Companies building up circular supply chains could generate a further US$1 trillion a year by 2025 – and create 100,000 new jobs over the next five years.

Circular decisions

Buying decisions we make as consumers, whether it’s for a toaster or a car, typically start with the up-front cost. Sometimes, we’ll consider how much a product will cost to operate. But we rarely think about where the materials to make it came from or how we will dispose of it.

We might be persuaded by a ‘recyclable’ logo; but a product that claims to be recyclable really isn’t if the users can’t easily access a facility that will recycle it.

Taking a life cycle approach to sustainability means thinking through everything involved in the manufacturing process, the inputs (like scarce materials and energy) and outputs (pollution, waste water) and how people will use and dispose of an item.

We then make choices that deliver the best possible financial and environmental outcome.
We also look at positive benefits. Could certain products deliver a social benefit? Does a product turn waste into something useful?

Measuring sustainability

Organisations, governments and individuals worldwide are looking at many ways to measure and target sustainability, from engaging with the UN Sustainable Development Goals to gaining reputable certifications from organisations like B Corporation.

Reusable coffee cup ‘KeepCup'

KeepCup is a great example. KeepCup became a certified B Corporation after completing the B Impact Assessment to meet certain social and environmental standards. Then, they commissioned sustainability consultancy Edge Environment (Edge) to assess their product life cycle.
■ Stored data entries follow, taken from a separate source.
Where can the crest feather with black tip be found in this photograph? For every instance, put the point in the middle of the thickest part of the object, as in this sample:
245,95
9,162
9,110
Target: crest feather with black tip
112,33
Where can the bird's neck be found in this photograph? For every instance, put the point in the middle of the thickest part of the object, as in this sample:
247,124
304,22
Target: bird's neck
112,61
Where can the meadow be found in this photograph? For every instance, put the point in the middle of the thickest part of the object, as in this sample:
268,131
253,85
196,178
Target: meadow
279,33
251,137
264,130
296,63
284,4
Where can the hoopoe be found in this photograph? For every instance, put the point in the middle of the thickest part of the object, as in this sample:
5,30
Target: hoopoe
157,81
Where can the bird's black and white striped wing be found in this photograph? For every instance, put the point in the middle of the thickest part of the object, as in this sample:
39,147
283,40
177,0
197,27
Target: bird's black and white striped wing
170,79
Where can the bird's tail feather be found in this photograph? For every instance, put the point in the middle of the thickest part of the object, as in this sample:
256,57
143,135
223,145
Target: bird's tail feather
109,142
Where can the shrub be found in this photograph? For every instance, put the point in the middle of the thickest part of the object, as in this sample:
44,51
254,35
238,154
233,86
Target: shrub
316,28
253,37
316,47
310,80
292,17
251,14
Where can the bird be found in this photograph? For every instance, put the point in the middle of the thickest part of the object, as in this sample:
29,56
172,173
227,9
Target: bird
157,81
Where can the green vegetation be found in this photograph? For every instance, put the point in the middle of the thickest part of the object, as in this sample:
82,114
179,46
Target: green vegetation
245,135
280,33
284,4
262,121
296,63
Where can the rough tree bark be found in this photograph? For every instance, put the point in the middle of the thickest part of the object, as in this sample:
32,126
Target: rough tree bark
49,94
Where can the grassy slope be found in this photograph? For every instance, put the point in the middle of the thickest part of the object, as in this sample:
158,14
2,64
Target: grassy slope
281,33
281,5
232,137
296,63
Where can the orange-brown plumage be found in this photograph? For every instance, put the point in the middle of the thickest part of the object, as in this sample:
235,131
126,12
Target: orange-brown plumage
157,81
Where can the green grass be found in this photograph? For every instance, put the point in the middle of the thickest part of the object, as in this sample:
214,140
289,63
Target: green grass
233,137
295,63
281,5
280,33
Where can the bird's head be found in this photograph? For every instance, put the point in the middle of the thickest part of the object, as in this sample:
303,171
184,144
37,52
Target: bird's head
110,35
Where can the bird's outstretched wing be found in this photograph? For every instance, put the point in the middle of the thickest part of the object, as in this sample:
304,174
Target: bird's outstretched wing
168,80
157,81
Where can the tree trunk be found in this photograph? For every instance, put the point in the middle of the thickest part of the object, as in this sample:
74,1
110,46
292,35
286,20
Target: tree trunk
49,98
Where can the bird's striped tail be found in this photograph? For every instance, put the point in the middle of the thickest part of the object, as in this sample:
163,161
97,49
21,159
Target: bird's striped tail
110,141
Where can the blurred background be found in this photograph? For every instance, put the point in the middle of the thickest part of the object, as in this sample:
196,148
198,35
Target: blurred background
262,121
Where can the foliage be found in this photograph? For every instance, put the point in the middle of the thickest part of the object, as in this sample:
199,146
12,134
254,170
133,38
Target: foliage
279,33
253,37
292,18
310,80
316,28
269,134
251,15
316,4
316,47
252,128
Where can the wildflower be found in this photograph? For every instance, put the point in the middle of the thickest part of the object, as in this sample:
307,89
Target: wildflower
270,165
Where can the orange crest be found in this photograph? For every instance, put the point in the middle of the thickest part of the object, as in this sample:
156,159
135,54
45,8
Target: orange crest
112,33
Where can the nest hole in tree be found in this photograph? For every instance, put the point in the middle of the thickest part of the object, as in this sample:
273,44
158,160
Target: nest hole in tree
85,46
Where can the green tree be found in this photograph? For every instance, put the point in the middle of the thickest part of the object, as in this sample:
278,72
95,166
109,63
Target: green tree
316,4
KeepCup wanted a scientific perspective on how their product compares to disposable cups, and also to other reusable cups like those made from bamboo or bio-plastics.

Edge Environment’s Life Cycle Analysis provided evidence on what we know to be common sense; that reduce and reuse is better than discard and recycle,” says KeepCup managing director Abigail Forsyth. “Our business was founded to solve an environmental problem, and the analysis also provides opportunities to improve our own supply chain and product development principles.”

Edge calculated everything from the raw materials to manufacturing to distribution, to what happens to cups when they’re used and where they go at the end. KeepCups are recyclable – and if a part is lost or goes missing, you can replace that part rather than the whole cup.

Re-using all the plastic in the ocean

Edge has developed these life cycle assessments with hundreds of companies. Take Re>Pal transport pallets, for example – made entirely from waste plastic, they can replace traditional wooden pallets, which account for 40% of global timber production, are often used once or twice then end up in landfills.

Edge estimates that, if Re>Pal gained just 2% of today’s global pallet market, the company would use up all the plastic waste currently in the ocean.

Customers love this stuff

With more than 30,000 products to choose from in the average supermarket, consumers typically buy out of habit. Buying decisions often come back to trust, and trusted third-party labels (like Rainforest Alliance or Fair Trade) can deliver that assurance to consumers.

A better strategy: big retailers like Woolworths, Aldi and Coles could become gatekeepers, able to assure consumers that all the goods on their shelves are pre-approved with full transparency and have good environmental and social choices.

There’s something of a deadlock around this; retailers don’t push the agenda too hard because asking for better transparency and more certifications from suppliers will increase costs and they don’t think their consumers will pay more for sustainable products.

It is uplifting to see positive moves in that sector. Coles, for example, is part of Wesfarmers Ethical Sourcing audit program, which checks supply chain partners from some low-regulation countries.

Companies need to get better at communicating these strategies to their customers. I think they’ll be surprised at how supportive their customers will be.